It is common for those embarking on a new business venture to do so using a limited company. Very often two business partners will each hold 50% of the shares, and be the only directors (a so called “quasi-partnership”).
At the outset, it is easy to overlook the possibility of disagreements between the partners, but failure to consider dispute resolution at an early stage can put the company, and its shareholders, into dire straits later.
Without proper arrangements in place, in the event of a dispute between the two business partners the company can become “deadlocked”. No decisions can be made in respect of the company’s business, either at board or shareholder level, because neither partner has a majority of the votes.

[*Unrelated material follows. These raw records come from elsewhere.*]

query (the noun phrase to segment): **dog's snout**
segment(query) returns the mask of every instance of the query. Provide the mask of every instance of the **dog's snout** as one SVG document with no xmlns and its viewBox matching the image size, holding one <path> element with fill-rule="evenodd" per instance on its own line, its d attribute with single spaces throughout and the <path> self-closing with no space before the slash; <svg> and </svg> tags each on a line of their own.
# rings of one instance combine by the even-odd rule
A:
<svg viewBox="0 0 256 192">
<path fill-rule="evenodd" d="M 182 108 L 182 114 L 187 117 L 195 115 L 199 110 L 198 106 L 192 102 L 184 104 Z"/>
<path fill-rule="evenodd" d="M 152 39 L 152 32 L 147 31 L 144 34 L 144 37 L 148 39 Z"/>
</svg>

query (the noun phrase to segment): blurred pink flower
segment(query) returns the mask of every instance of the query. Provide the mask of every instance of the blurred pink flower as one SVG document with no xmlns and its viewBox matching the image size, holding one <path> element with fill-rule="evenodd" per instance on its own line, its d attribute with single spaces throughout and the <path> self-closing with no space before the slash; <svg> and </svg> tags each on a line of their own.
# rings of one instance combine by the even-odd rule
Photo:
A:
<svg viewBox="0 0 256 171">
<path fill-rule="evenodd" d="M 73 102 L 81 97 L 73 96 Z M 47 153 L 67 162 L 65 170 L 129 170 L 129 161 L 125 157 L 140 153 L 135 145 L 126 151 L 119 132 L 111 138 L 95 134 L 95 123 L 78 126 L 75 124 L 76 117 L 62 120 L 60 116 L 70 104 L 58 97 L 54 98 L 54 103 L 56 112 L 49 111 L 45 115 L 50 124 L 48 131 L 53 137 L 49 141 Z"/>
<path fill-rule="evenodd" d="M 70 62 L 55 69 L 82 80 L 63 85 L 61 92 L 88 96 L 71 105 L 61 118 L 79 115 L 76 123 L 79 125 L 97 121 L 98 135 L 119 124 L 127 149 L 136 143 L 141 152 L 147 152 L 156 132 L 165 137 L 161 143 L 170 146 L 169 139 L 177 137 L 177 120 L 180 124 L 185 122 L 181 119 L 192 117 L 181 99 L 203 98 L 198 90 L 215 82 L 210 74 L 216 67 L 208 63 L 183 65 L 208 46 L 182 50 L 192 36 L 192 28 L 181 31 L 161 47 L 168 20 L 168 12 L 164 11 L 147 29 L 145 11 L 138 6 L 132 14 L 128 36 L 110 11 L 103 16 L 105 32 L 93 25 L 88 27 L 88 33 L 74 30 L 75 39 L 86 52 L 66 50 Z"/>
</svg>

Resolving a deadlock when both parties are at loggerheads can be very costly for all concerned, as they seek either an exit for one of them or to wind the company up. In this situation it is often the case that neither party feels like a winner at the end of the process.
Some simple steps can be taken (at the outset or further down the line, but the earlier the better) to alleviate the risk of issues arising at a later date. The most common approach is to use a shareholders’ agreement to clarify the parties’ rights and responsibilities (hopefully thereby lessening the likelihood of a deadlock arising in the first place), and then detail deadlock resolution provisions, should problems arise. In the absence of agreement between the parties, these usually enable one party to buy out the other, at a price calculated in accordance with a specified mechanism.
By negotiating and preparing for a dispute before one arises, you will protect the company from reaching a point where it can no longer continue its business despite all of your hard work in setting it up. It can also save you time and money in the future should a dispute arise.